Johannes Schaub - litb
Thanks for the detailed explanation litb, but I looked up and found that Boost isn't a standard library. In light of that, would it be better to roll my own code if I can or should I stick with boost?
batbrat
I just noticed that it is going to be standardized to a large extent in C++0x. So I'll use Boost. I'll be glad if you confirm. Thanks.
batbrat
yeah, next c++ will include some libraries designed after boost ones (shared_ptr, thread, system (error_code, ...), array, bind, function). but not date_time. boost however is highly recommended. it's better than rolling your own really
Johannes Schaub - litb
Thanks for the response litb. I'll go with Boost
batbrat
+1  A: 

One thing that hasn't been mentioned yet is that it is usually important that you test to see if the cin >> operation worked before using the variable that supposedly got something from the stream.

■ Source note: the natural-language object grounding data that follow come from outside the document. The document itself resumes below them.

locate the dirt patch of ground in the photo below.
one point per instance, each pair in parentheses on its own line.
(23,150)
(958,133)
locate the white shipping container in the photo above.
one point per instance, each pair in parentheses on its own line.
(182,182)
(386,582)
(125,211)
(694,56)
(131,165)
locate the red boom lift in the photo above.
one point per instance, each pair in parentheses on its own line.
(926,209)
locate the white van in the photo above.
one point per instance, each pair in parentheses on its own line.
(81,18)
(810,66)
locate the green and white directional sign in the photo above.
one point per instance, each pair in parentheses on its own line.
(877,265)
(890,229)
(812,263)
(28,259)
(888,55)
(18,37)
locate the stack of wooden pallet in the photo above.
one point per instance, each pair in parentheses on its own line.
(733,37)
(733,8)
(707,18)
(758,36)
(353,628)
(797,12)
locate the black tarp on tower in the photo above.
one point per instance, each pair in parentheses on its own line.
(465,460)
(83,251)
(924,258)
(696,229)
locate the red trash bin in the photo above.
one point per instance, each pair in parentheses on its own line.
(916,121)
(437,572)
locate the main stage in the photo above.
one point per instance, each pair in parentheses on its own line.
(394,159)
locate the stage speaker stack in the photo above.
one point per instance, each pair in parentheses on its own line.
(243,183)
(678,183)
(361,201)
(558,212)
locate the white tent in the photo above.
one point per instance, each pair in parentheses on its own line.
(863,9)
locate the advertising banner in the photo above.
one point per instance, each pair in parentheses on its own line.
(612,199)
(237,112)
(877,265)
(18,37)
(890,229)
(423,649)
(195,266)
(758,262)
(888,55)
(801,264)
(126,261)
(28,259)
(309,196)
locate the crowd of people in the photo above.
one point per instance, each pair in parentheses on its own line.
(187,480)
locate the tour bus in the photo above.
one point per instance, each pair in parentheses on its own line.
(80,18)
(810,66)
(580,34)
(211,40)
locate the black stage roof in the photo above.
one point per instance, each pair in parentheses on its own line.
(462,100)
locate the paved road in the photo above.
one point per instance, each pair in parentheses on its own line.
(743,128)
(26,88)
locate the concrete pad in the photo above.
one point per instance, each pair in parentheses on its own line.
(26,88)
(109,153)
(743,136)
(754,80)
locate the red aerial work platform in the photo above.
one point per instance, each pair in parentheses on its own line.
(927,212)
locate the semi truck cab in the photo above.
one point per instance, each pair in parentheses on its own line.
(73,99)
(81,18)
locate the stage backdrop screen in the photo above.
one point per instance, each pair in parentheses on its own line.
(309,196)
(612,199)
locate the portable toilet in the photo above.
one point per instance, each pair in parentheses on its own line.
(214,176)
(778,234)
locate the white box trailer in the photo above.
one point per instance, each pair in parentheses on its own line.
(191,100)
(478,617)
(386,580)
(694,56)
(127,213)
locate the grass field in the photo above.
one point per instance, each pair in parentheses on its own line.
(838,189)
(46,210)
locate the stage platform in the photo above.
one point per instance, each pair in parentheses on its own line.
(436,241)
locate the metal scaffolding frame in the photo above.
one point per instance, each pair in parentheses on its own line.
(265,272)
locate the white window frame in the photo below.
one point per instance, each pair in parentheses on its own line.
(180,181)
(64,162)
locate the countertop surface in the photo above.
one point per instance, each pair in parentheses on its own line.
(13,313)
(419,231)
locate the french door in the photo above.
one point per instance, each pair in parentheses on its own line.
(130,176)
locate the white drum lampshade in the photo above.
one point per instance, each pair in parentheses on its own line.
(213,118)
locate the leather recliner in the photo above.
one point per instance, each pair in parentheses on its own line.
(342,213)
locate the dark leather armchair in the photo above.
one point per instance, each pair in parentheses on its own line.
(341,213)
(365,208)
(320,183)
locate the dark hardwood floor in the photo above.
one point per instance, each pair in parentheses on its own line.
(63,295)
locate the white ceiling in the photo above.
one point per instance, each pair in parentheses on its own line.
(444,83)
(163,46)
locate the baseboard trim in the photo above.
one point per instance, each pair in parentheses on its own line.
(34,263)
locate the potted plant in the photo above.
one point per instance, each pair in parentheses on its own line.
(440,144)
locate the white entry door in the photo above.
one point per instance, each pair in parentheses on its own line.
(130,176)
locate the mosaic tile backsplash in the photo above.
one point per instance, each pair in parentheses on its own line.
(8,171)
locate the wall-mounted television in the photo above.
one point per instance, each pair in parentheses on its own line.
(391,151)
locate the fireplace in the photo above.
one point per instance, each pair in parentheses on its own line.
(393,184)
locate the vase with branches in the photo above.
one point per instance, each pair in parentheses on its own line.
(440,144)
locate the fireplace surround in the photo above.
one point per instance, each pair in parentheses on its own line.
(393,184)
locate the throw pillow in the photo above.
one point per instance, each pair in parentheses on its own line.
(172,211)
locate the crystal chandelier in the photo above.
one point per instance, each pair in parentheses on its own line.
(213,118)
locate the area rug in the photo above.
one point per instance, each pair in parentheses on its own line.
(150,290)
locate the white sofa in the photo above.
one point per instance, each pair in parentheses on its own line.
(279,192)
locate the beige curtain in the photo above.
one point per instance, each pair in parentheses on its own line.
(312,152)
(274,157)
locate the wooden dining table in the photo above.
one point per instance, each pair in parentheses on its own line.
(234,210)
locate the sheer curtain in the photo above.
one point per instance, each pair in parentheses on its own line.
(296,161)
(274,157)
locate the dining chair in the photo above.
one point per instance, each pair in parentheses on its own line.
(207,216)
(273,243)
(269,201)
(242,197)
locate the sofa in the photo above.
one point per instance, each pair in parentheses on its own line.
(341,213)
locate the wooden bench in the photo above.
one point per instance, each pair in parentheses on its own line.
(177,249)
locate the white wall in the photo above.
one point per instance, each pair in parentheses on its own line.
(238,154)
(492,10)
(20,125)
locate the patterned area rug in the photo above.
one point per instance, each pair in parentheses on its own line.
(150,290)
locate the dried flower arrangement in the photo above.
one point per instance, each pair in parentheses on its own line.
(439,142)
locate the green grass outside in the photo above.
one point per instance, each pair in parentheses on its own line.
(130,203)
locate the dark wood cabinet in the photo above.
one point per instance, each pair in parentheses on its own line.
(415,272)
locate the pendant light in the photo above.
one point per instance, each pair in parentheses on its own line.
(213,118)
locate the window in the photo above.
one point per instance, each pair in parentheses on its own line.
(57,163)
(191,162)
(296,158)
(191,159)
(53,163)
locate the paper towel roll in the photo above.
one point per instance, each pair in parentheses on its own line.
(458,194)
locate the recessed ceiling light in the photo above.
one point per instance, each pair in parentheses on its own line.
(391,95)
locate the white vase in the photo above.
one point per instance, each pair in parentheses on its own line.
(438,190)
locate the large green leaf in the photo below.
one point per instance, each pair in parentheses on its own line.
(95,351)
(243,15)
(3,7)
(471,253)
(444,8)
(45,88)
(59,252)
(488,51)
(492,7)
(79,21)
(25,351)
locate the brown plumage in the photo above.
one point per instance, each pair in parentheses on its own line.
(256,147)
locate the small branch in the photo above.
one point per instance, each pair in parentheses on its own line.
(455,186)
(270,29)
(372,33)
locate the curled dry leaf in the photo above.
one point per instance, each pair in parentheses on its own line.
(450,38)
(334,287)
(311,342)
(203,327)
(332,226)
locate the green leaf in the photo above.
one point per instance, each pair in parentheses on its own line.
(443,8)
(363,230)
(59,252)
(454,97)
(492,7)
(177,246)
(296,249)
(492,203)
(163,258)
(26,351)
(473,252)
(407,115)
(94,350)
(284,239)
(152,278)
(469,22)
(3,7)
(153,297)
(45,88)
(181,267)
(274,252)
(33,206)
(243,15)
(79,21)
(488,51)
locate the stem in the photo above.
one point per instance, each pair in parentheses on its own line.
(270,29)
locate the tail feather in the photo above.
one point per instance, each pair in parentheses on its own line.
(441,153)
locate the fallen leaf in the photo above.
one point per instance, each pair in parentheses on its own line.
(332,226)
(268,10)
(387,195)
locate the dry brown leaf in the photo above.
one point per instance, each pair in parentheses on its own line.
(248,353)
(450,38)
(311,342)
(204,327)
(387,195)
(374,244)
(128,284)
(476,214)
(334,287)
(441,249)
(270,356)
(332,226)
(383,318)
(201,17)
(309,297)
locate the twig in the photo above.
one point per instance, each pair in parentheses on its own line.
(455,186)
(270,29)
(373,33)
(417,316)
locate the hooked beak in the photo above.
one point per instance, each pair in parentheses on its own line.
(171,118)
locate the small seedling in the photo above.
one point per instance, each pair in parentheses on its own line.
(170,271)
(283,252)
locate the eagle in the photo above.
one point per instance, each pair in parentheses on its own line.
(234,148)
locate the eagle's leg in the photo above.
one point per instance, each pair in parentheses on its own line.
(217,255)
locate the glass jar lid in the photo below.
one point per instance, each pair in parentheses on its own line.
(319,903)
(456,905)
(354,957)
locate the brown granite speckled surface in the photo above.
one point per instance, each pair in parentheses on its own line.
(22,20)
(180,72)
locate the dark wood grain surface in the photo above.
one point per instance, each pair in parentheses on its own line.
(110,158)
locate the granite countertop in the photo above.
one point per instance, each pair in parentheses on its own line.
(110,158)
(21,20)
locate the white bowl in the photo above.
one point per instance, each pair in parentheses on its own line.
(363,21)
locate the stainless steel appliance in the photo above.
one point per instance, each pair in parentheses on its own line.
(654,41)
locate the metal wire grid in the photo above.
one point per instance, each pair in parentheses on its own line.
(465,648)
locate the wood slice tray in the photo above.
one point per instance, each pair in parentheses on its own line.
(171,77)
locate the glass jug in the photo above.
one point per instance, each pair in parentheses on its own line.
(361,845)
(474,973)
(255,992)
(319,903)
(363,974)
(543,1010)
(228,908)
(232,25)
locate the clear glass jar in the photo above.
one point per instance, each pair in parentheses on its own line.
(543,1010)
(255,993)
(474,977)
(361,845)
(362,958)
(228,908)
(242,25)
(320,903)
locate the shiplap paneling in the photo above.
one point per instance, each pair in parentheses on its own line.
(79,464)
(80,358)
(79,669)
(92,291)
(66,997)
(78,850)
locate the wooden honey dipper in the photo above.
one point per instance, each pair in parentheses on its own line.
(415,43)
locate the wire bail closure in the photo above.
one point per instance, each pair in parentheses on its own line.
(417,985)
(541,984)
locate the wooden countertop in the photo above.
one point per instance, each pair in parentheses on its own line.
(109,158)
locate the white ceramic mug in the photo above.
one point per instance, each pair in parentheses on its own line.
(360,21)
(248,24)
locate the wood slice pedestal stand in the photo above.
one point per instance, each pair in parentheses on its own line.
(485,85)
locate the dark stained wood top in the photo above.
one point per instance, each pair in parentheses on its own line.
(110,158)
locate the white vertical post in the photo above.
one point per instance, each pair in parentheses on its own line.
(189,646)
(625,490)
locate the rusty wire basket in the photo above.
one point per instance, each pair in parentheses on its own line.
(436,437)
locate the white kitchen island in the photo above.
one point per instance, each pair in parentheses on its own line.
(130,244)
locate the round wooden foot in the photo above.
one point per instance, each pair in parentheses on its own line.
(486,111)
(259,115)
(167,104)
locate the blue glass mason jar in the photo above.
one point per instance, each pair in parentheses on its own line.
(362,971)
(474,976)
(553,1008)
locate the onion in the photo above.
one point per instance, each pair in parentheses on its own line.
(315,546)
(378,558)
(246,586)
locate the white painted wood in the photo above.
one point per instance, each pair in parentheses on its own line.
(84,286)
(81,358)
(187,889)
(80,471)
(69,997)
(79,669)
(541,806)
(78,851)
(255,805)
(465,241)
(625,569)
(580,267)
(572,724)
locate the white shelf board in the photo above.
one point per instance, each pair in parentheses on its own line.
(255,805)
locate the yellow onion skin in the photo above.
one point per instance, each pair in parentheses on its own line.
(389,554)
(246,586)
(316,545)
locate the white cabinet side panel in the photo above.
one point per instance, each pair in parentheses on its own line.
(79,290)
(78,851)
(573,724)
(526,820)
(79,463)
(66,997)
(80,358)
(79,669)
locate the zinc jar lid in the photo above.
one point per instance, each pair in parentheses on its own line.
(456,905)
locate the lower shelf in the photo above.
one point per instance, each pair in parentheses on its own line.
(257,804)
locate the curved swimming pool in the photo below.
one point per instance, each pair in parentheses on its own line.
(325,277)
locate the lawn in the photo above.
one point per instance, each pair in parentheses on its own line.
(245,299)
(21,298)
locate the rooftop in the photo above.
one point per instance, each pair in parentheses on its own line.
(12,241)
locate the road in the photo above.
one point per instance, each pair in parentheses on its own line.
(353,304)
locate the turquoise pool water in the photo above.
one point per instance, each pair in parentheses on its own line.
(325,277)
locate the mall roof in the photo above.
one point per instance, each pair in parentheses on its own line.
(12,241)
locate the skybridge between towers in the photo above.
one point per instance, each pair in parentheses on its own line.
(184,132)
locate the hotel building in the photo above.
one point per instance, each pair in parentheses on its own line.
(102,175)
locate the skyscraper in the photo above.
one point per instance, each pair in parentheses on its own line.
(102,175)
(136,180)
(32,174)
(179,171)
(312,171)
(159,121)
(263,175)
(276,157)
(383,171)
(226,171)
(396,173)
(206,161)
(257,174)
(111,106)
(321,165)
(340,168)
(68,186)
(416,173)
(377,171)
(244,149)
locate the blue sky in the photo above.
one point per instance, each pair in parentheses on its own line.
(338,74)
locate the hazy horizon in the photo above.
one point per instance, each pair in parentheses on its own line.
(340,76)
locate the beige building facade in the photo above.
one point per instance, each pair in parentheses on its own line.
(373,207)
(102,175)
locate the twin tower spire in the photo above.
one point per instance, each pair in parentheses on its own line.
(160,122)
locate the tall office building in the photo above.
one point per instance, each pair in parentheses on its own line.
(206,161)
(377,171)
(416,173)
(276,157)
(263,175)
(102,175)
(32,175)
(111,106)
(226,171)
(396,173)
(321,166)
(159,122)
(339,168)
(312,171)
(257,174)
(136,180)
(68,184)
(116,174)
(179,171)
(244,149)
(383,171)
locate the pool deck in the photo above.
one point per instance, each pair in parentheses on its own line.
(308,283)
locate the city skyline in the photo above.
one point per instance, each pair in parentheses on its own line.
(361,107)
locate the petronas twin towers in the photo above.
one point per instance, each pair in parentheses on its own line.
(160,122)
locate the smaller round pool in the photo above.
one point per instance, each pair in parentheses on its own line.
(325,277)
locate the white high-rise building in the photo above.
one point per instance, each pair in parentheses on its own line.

This example is similar to yours, but makes that test.

#include <iostream>
#include <limits>
using namespace std;
int main()
{
   while (true)
   {
      cout << "Enter a number: " << flush;
      int n;
      if (cin >> n)
      {
         // do something with n
         cout << "Got " << n << endl;
      }
      else
      {
         cout << "Error! Ignoring..." << endl;
         cin.clear();
         cin.ignore(numeric_limits<streamsize>::max(), '\n');
      }
   }
   return 0;
}

This will use the usual operator >> semantics; it will skip whitespace first, then try to read as many digits as it can and then stop. So "42crap" will give you the 42 then skip over the "crap". If that isn't what you want, then I agree with the previous answers, you should read it into a string and then validate it (perhaps using a regular expression - but that may be overkill for a simple numeric sequence).

Brian Neal
It is what I want. Thanks. however, the above answers made me rethink the way I was doing things and I have a better idea about how to write good standards compliant code. I'll use both your and the others suggestions in the future.